04 Nov Make less mistakes in the heat of the moment with this technique
Did you know there’s an antidote to pressure? Now, in case you didn’t hear me, there is an antidote to pressure. There’s a way to actually buffer yourself against the effects of what pressure does to you, especially in those moments where you have to deliver.
When you absolutely must show up and everyone’s counting on you, or you are counting on you, how do you make sure that the pressure doesn’t get you? How do you make sure that you don’t choke under that moment?
The secret formula or the antidote is, you need to affirm your value. You might say, “Wait a minute. That sounds like positive thinking.” No, it’s not necessarily positive thinking. It’s different. It comes from the positive psychology research. What does that mean? It’s based on the research done by the departments at Harvard and Stanford. At those institutions there are faculties studying how to help you function optimally. One of the methods that have been discovered is to affirm your value.
There was a study that conducted with two groups of participants. They were requested to perform a task under pressure. The pressure was applied to see how they would hold up. In one half of the groups, the investigators said, “Before you do your task, what we want you to do is, affirm your value. What do you see valuable about yourself?” The participants responses included things such as: having kids, owning their home, having a job, being in good shape, having friends and being a pretty good cook. It was whatever that person thought was valuable to them, they would write it down, affirming their own value.
The other group, well, they didn’t get to do that. They were instructed to do nothing. They just sat in the pressure.
So, what happened at the end of the study? As you can imagine, the group that didn’t affirm their value had terrible results. The pressure got to them and they were totally awful. The group that did affirm their value and focused on what they really appreciated about themselves, made fewer mistakes. Also, when they did make a mistake, they bounced back quicker.
How do they know that? The study investigators put electrodes on the participants’ brains. They could see the part of your brain that recognized the mistakes didn’t fire up anywhere near as much as those in the other half of the study.
What I’m saying to you is, by affirming your value before you go into a pressure situation, it actually helps you reduce your errors. In addition, it helps you bounce back when errors do happen. You don’t get caught up in the story of feeling bad for yourself.
There is another important aspect of affirming your value. Psychologists have recognized that when you affirm your own value, it builds up your ego strength. When they highlight ego, they are not referencing making you cocky, or bragging, or bravado, nothing like that. The idea is that the increase in ego strength helps you buffer against stress. It builds up your tolerance to stress. In other words, by affirming your value it builds up your tolerance to pressure.
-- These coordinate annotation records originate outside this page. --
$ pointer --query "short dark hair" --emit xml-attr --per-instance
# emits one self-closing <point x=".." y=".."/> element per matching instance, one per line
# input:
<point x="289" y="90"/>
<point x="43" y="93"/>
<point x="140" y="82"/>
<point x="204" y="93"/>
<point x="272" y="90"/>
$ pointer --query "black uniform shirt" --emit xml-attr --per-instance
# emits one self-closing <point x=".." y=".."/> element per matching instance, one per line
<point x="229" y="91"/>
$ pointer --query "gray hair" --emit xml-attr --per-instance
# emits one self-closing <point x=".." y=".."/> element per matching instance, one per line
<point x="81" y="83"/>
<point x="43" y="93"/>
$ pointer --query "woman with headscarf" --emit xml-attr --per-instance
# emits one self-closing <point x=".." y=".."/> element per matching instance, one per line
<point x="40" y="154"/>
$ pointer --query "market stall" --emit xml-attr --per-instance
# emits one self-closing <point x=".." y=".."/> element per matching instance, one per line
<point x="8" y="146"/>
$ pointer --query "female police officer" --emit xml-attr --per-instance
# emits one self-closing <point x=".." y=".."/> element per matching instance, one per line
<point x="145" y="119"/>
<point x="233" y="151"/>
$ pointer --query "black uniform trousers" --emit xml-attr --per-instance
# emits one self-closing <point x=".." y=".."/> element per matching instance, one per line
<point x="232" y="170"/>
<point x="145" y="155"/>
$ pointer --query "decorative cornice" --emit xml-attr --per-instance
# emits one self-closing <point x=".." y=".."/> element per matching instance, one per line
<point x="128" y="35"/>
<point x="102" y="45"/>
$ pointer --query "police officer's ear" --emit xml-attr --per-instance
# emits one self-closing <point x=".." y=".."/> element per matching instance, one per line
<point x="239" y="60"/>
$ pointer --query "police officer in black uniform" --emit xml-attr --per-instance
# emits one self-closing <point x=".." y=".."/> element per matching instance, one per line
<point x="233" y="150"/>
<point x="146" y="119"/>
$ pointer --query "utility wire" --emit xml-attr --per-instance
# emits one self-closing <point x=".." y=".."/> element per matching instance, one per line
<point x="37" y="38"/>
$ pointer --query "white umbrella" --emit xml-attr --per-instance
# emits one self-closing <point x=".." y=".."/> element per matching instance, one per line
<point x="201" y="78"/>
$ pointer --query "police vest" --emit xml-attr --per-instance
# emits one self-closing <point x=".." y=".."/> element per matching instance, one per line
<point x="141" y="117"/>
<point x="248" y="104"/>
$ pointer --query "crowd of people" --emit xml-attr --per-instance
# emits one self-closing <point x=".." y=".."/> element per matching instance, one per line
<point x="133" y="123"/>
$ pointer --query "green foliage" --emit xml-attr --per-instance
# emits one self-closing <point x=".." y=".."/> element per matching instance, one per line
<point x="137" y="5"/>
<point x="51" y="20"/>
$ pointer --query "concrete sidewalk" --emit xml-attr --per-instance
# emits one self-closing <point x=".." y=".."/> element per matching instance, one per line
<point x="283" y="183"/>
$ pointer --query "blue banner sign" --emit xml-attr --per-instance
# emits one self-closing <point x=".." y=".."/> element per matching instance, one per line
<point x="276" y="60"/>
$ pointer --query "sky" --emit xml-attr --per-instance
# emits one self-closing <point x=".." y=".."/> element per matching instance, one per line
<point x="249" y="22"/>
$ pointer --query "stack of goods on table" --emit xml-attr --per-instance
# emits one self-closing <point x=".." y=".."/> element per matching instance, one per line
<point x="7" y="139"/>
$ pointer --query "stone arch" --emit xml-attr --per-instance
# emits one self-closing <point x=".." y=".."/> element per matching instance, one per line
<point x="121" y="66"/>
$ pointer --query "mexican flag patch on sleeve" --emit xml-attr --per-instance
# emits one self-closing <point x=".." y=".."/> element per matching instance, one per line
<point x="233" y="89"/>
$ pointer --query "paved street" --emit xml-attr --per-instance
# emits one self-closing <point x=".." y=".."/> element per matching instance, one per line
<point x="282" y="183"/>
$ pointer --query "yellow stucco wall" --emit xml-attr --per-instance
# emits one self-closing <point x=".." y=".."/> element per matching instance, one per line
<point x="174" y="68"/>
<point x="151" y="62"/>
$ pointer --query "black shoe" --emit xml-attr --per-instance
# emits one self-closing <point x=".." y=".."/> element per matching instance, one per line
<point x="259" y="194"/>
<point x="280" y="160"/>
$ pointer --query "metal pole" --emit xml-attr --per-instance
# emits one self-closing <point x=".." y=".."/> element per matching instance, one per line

So, to build up your ego strength and your resistance to pressure you might affirm your value by saying things like: I know I have great friends. I have great a family. I have a great job. I have a great spouse or a partner. I like to read. I have a good library or whatever feels really valuable to you
By doing this it helps you make less mistakes, helps you bounce back faster from mistakes, and it helps you buffer yourself against the effects of pressure.
One more thing, it also helps if you have friends, or teams, or you’re a leader, or a parent, and you affirm the value of those around you. It helps them too. If you’re a leader reading this, or you’re a part of a team, and you’re talking to your colleagues and you start finding value in them. Guess what happens? It helps them make less mistakes. Indirectly, it helps them to bounce back faster. It helps to build up their ego strength. It helps to buffer them against pressure. So, now your team is feeling the same thing, even though you’re doing it for them. If you’ve got kids, it’s the exact same thing. As you affirm the value of your children, all of a sudden, you’re building up their ego strength and they start making less mistakes and they bounce back from mistakes faster because you’re affirming the value in them.
The message here is not about positive thinking or hugging trees or baseless positive thinking. The idea is reinforcing the positive psychology movement, the study of what makes your brain work better. The antidote against pressure is to affirm your own value.
So, take one or two minutes a day, every day, and just notice, what do you really appreciate about you? As you do that, you’ll handle mistakes easier. You’ll bounce back from mistakes faster, and you’ll have that inoculation against pressure going forward. If you do that, you will find a way to win.